The art of leadership (1935)[edit]

Ordway Tead (1935) The art of leadership, McGraw-Hill Book Company.

  • Leadership is the activity of influencing people to cooperate toward some goal which they come to find desirable.
    • p. 20; As cited in: Joseph Clarence Rost (1993) Leadership for the Twenty-first Century. p. 48.
  • Almost every study of the secret of the successful leader has agreed that the possession of a generous and unusual endowment of physical and nervous energy is essential to personal ascendancy. Those who rise in any marked way above the mass of men have conspicuously more drive, more sheer endurance, greater vigor of body and mind than the average person,
    • p. 83; As cited in: Preston J. Beil (1956) Variety store retailing: A text and basic reference book for the multi-billion dollar variety store and popular-priced general merchandise market. p. 90.
  • The leader is one who knows with greater than average strength of intuition what he wants to get done and where he wants to go. 'The world stands aside to let pass the man who knows whither he is going.'
    This means that he possesses clarity and precision as to the objectives, purposes or aims that he desires for himself and his group, and that he holds these deeply enough and permanently enough to see them well on the way to being realized. Purposefulness to be effective requires that the aims are: (1) definite; (2) readily communicable to others; (3) potentially attractive to others; and (4) vigor¬ously, persistently and enthusiastically sustained by the leader.
  • Many leaders are in the first instance executives whose primary duty is to direct some enterprise or one of its departments or sub-units...
    It remains true that in every leadership situation the leader has to possess enough grasp of the ways and means, the technology and processes by means of which the purposes are being realized, to give wise guidance to the directive effort as a whole...
    In general the principle underlying success at the coordinative task has been found to be that every special and different point of view in the group affected by the major executive decisions should be fully represented by its own exponents when decisions are being reached. These special points of view are inevitably created by the differing outlooks which different jobs or functions inevitably foster.

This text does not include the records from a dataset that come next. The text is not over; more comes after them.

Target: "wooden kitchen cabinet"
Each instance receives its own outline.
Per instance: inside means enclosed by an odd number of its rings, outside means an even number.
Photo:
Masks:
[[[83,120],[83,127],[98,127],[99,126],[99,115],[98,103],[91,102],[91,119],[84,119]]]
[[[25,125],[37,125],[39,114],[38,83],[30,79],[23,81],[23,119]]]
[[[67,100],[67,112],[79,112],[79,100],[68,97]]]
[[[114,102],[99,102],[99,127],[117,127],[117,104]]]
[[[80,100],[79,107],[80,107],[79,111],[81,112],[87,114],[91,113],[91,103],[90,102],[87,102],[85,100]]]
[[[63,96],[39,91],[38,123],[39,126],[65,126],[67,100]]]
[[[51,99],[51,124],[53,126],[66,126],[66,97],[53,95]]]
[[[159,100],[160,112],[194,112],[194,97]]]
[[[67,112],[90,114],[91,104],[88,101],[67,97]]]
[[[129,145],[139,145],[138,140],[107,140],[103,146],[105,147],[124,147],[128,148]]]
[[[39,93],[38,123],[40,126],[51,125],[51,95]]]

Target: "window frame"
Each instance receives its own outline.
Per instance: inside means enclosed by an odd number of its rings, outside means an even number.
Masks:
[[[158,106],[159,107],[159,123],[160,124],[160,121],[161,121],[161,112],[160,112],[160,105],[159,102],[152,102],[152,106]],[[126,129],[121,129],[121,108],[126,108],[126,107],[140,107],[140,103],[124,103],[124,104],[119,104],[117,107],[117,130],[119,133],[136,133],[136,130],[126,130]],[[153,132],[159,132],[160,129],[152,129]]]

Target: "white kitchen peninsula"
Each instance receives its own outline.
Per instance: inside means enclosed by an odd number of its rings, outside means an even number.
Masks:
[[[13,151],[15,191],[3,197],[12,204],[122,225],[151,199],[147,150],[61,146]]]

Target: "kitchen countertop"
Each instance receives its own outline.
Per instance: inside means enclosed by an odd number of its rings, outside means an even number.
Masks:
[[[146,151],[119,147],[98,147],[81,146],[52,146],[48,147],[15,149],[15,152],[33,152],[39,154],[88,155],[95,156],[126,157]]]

The more the leader can know at first hand about the technique employed by all his group, the wiser will be his grasp of all his problems...
    But more and more the key to leadership lies in other directions. It lies in ability to make a team out of a group of individual workers, to foster a team spirit, to bring their efforts together into a unified total result, to make them see the significance of the particular task each one is doing in relation to the whole.


Disputed[edit]

  • Changing things is central to leadership. Changing them before anyone else is creative leadership
    • Recently often attributed to Ordway Tead.
    • Attributed to Antony Jay in older sources, see: Public Administration Review (1977). Vol. 15. p. 20.
    • Also called "Jay's Laws of Leadership", see: Paul Dickson (1999) The official rules and explanations. p. 33. This source states:
      • Jay's Laws of Leadership
      1. Changing things is central to leadership, and changing them before anyone else is creativeness.
      2. To build something that endures, it is of great importance to have a long tenure in office-to rule for many years. Quick success can be achieved in a year or two, but nearly all great tycoons have continued their building much longer.